Importing: the basics
Before you consider importing goods and services, you should try to support local industry by finding a competitive local supplier:
- Industry Capability Network is a database of possible local suppliers. This service is offered free by QMI Solutions, an organisation closely affiliated with and subsidised by the Queensland Government.
- Queensland Manufacturing Institute has programs to help local manufacturers implement workforce development strategies, operational enhancements and innovations. QMI links industry with major projects, researchers and technology solutions.
You need to find out if importing is commercially viable for your business. Professional advice from a customs broker can help you understand what freight and handling costs, taxes, insurance and tariffs are involved.
You need to adhere to specific rules and regulations when importing goods into Australia. All goods imported into Australia must be cleared by the Australian Border Force.

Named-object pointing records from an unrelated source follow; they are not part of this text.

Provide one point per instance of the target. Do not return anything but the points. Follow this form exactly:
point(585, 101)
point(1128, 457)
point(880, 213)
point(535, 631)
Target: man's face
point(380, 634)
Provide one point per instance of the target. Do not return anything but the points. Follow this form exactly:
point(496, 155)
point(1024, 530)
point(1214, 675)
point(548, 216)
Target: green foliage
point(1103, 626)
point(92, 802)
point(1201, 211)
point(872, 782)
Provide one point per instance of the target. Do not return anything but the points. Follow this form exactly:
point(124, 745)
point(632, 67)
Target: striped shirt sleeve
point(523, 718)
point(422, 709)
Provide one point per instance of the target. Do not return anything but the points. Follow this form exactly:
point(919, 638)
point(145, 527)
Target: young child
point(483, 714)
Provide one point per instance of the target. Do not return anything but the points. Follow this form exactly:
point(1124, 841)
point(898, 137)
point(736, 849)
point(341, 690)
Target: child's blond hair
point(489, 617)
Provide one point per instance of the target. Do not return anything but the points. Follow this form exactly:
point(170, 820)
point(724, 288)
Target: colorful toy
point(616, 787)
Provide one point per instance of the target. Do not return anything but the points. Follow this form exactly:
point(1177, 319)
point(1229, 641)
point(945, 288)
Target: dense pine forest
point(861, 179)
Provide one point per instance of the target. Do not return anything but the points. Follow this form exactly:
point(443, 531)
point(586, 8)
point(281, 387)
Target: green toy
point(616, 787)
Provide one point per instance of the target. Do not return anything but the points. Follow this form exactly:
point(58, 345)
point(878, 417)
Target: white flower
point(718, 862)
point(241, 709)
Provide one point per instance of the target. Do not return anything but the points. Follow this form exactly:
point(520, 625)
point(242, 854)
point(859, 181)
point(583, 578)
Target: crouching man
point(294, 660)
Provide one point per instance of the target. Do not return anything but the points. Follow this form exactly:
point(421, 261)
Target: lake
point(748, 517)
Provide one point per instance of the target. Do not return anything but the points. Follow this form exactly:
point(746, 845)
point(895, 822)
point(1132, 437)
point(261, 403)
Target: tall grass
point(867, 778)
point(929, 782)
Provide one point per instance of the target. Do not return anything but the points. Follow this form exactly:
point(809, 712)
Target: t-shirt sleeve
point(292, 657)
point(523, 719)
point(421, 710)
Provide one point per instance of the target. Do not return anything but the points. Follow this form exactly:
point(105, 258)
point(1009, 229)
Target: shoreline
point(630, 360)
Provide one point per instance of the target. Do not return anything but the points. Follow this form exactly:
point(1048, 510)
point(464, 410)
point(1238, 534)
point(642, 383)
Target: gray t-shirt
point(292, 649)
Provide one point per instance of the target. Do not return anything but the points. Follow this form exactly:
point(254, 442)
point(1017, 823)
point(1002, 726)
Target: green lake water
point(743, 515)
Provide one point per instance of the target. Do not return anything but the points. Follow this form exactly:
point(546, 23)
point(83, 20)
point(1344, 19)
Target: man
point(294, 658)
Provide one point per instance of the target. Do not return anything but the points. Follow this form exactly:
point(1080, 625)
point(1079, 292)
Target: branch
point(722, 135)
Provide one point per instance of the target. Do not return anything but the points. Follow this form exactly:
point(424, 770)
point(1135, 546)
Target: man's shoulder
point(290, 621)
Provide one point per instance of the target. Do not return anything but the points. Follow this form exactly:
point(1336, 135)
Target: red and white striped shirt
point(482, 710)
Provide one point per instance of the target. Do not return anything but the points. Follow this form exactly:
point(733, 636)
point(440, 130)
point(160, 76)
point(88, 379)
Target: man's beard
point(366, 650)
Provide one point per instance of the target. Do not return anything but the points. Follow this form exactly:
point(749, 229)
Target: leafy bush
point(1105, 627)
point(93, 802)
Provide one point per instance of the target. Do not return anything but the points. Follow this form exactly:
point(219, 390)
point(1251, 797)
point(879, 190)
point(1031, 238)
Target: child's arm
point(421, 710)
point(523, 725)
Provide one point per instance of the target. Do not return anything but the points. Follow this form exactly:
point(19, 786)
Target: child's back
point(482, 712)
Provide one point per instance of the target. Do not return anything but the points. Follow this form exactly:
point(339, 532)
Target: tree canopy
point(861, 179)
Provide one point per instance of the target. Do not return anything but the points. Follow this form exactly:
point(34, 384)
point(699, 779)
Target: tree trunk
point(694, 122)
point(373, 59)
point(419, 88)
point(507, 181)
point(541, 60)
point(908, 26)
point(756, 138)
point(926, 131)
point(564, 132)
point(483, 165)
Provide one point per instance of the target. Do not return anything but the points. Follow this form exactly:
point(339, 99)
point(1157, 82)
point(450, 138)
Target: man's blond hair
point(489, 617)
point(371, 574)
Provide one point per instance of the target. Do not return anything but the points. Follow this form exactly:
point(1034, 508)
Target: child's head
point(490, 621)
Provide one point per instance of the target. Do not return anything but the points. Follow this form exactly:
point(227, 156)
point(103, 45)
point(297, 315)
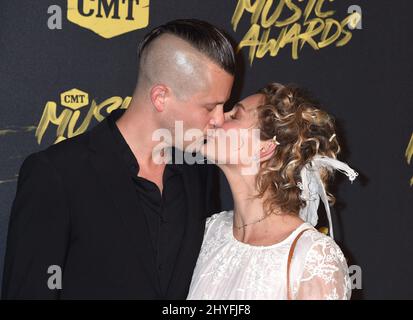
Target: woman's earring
point(274, 139)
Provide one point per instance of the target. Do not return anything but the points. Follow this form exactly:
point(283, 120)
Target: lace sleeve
point(325, 274)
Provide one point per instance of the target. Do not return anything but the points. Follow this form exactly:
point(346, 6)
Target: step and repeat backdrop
point(65, 65)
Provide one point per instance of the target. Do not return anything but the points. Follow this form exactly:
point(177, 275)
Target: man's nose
point(217, 119)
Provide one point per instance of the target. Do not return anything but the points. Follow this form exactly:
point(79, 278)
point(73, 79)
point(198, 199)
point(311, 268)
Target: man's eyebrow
point(239, 105)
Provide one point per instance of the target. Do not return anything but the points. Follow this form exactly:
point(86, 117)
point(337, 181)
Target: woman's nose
point(218, 117)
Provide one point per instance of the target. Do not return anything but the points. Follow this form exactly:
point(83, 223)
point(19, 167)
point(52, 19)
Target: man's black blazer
point(75, 207)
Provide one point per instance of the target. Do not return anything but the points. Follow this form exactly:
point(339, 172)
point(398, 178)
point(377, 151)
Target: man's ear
point(267, 150)
point(158, 95)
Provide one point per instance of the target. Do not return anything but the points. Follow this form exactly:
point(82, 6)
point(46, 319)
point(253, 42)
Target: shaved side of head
point(173, 62)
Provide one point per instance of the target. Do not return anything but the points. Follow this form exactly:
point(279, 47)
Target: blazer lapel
point(193, 236)
point(119, 189)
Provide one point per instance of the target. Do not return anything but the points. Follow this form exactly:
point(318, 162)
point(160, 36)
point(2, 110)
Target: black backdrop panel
point(366, 84)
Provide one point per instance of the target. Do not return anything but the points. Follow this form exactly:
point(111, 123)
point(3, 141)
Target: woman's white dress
point(230, 269)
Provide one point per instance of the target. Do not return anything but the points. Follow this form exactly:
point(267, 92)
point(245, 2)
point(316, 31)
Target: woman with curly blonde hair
point(267, 247)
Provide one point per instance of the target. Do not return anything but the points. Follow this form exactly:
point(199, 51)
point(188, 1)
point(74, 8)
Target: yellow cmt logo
point(74, 99)
point(75, 114)
point(109, 18)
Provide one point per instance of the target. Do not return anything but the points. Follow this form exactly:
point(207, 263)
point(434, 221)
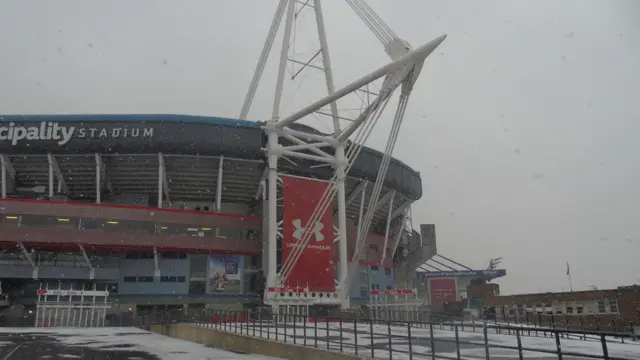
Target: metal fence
point(349, 333)
point(361, 334)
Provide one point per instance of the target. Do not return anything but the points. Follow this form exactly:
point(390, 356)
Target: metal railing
point(409, 339)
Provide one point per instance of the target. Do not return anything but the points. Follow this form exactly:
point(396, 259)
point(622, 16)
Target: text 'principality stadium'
point(113, 214)
point(169, 211)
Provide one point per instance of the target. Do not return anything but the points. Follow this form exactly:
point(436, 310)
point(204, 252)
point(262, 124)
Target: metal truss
point(345, 142)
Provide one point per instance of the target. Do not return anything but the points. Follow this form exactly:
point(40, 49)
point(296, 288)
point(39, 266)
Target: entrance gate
point(396, 305)
point(71, 308)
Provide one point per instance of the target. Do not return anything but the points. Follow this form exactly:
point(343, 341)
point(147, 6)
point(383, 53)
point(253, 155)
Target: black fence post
point(485, 331)
point(409, 339)
point(286, 320)
point(390, 343)
point(340, 321)
point(315, 331)
point(355, 333)
point(558, 346)
point(305, 319)
point(433, 342)
point(373, 350)
point(605, 350)
point(327, 334)
point(295, 331)
point(519, 338)
point(457, 343)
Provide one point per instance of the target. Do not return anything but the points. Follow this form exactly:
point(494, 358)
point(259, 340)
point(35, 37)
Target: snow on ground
point(444, 341)
point(128, 339)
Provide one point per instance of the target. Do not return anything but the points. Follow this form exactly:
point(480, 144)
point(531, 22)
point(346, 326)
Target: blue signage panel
point(465, 273)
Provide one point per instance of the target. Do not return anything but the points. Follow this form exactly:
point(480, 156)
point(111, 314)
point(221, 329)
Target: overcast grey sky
point(523, 125)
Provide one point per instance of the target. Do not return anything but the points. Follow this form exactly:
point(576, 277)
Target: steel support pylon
point(345, 142)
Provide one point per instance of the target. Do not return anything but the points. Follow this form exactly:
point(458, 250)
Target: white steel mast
point(402, 71)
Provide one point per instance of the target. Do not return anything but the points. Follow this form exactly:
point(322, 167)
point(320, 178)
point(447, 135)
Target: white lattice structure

Customs can give you information about duties and import regulations, such as import clearance requirements, prohibited goods and import permits. They also have lists of prohibited goods that cannot be imported into Australia and restricted goods that require written permission for importation.
The costs involved depend on the type and value of the goods you import. These may include clearance fees, customs duty, and GST and other taxes.
Strict quarantine standards help protect our environment and agricultural industries. The Department of Agriculture, Water and the Environment (DAWE) must inspect and, where appropriate, treat certain imported products to prevent pests and diseases.
DAWEs import conditions database, BICON (formerly ICON), is a simple and convenient way for you to access information about Australian import conditions for more than 20,000 foreign plant, animal, mineral and human commodities.
The Competition and Consumer Act 2010 (which replaced the Trade Practices Act 1974 on 1 January 2011) prohibits businesses from making false or misleading claims about the place of origin of goods.